Pang et al., have considered sentiment classification as a special case of topic based on categorization aspect with positive and negative sentiments (Pang, Lee, & Vaithyanathan, 2002). They have undertaken the experiment with three standard algorithms i.e., Naive Bayes classification, Maximum Entropy classification and Support Vector machine being applied over the n-gram technique.

Pang and Lee have labeled sentences in the document as subjective or objective (Pang & Lee, 2004). They have applied machine learning classifier to the subjective group which prevents polarity classification from considering any misleading data. They have explored extraction of methods on the basis of minimum-cut formulation, which provides an effective way for integration of inter-sentence level information with bag of words.

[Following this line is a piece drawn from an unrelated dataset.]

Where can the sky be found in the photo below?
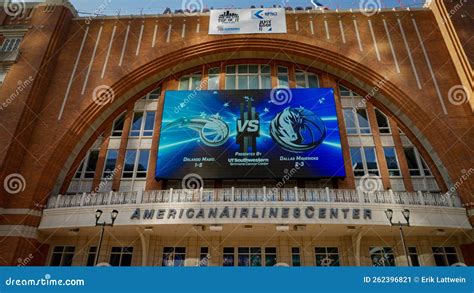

Matsumoto et al., have considered the syntactic relationship among words as a basis of document level sentiment analysis (Matsumoto, Takamura, & Okumura, 2005). In this paper, frequent word sub-sequence and dependency sub-trees are extracted from sentences and they act as feature for SVM algorithm. They have used unigram method, bigram method and combination of both the methods for classification.

Read have proposed a source of training data based on language used in conjunction with emotions, could function independent of topic, domain and time (Read, 2005). Naive Bayes (NB) and Support Vector Machine (SVM) algorithms are applied to classify the polarity of the dataset.